Toward an Improved Clustering of Large Data Sets Using Maximum Common Substructures and Topological Fingerprints

A new clustering algorithm was developed that is able to group large data sets with more than 100,000 molecules according to their chemotypes. The algorithm preclusters a data set using a fingerprint version of the hierarchical k-means algorithm. Chemotypes are extracted from the terminal clusters via a maximum common substructure approach. Molecules forming a chemotype have to share a predefined number of rings, atoms, and non-carbon heavy atoms. In an iterative procedure, similar chemotypes and singletons are fused to larger chemotypes. Singletons that cannot be assigned to any chemotype are then grouped based on the proportion of overlap between the molecules. Representatives from each chemotype and the singletons are used in a second round of the hierarchical k-means algorithm to provide a final hierarchical grouping.

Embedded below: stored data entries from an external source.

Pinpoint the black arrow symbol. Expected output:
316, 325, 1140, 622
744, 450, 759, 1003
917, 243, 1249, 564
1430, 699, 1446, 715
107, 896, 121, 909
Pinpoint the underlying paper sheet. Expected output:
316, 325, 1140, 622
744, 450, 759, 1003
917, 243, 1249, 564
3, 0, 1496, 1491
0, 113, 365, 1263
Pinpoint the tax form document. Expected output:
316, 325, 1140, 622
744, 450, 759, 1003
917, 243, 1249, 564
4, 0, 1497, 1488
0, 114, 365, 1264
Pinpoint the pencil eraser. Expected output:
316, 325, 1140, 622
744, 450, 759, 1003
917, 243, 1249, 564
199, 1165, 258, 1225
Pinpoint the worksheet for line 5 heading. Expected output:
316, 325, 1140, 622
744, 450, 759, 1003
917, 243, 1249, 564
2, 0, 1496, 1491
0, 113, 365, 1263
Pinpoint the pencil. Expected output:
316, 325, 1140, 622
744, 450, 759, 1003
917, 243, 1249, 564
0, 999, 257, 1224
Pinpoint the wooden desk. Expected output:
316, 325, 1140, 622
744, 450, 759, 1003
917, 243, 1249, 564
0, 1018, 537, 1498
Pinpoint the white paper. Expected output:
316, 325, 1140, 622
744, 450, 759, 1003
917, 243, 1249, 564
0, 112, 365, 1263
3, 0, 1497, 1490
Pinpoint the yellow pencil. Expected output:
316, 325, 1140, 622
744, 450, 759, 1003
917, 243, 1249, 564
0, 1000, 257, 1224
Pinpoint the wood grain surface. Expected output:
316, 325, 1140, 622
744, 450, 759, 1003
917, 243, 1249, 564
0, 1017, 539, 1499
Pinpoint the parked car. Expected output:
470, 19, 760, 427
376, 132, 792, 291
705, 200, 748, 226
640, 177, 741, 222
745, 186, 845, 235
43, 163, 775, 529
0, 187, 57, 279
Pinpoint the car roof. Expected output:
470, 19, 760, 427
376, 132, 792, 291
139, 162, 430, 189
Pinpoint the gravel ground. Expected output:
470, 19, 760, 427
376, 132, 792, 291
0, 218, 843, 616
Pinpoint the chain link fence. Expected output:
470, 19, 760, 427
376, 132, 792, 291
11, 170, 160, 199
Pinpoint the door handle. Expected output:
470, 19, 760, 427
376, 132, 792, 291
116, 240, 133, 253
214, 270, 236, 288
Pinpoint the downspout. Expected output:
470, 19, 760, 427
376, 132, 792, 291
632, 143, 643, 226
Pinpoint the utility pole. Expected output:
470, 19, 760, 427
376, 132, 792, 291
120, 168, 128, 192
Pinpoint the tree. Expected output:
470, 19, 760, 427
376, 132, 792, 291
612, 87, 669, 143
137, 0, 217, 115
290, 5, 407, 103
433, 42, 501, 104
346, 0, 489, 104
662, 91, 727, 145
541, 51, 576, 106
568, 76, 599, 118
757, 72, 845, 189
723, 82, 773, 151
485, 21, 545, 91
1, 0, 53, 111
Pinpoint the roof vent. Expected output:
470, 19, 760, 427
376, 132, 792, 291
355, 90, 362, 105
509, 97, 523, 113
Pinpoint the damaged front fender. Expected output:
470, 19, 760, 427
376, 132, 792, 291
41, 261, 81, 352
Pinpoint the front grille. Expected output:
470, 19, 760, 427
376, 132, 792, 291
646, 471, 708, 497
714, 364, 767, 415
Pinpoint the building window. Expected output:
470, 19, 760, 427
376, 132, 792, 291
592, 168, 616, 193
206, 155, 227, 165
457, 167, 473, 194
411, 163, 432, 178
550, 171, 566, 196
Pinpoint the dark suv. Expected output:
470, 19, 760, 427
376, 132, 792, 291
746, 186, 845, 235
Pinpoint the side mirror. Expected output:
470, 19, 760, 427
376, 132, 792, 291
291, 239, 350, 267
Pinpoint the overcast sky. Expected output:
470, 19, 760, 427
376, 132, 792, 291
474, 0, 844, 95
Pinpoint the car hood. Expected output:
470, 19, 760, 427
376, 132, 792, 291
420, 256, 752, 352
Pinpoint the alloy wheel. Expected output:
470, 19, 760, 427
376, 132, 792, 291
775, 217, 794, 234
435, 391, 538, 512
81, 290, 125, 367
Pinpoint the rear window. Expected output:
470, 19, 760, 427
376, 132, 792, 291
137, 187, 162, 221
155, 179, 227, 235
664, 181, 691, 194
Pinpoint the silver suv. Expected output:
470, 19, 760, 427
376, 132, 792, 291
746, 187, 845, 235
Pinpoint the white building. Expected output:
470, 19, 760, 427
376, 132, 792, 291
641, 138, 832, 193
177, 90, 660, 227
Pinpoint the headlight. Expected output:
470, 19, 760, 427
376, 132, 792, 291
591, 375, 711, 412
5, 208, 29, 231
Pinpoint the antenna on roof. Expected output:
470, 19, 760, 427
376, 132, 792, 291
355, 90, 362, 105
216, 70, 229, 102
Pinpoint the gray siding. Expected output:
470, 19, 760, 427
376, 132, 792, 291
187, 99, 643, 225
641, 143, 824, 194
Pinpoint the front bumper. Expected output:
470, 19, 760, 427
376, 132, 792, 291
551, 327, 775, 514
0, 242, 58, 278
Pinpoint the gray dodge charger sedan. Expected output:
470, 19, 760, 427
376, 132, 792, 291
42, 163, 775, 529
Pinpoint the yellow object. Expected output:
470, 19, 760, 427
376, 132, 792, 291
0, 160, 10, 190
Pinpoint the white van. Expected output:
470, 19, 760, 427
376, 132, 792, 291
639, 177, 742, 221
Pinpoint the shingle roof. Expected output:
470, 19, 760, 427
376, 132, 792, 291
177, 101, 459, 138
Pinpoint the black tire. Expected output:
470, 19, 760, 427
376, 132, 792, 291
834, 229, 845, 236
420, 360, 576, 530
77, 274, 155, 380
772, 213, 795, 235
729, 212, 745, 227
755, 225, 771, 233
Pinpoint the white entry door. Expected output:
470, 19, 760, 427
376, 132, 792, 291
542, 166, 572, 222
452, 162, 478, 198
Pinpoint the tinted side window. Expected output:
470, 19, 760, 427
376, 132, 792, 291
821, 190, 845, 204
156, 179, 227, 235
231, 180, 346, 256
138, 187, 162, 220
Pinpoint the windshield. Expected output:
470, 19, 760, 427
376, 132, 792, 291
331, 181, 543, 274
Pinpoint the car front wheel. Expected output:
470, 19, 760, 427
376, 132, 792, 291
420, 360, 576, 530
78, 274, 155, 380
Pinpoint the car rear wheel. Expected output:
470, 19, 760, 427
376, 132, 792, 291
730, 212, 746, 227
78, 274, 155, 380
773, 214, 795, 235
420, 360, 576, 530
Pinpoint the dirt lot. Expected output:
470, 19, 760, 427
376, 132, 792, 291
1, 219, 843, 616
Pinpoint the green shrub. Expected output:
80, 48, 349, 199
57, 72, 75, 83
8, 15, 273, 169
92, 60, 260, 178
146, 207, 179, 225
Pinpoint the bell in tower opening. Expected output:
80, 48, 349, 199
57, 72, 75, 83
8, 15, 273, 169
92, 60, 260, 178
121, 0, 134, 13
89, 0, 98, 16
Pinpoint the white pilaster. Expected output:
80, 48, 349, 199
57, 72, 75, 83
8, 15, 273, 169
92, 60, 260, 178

Results are reported to an interactive graphical user interface which allows initial insights about the structure activity relationship (SAR) of the molecules. Example applications are shown for two chemotypes of reverse transcriptase inhibitors in the MDDR database and for the evaluation of descriptor-based similarity searching routines. A special focus was laid on the chemotype hopping potential of each individual routine. The algorithm will allow the analysis of high-throughput and virtual screening results with improved quality.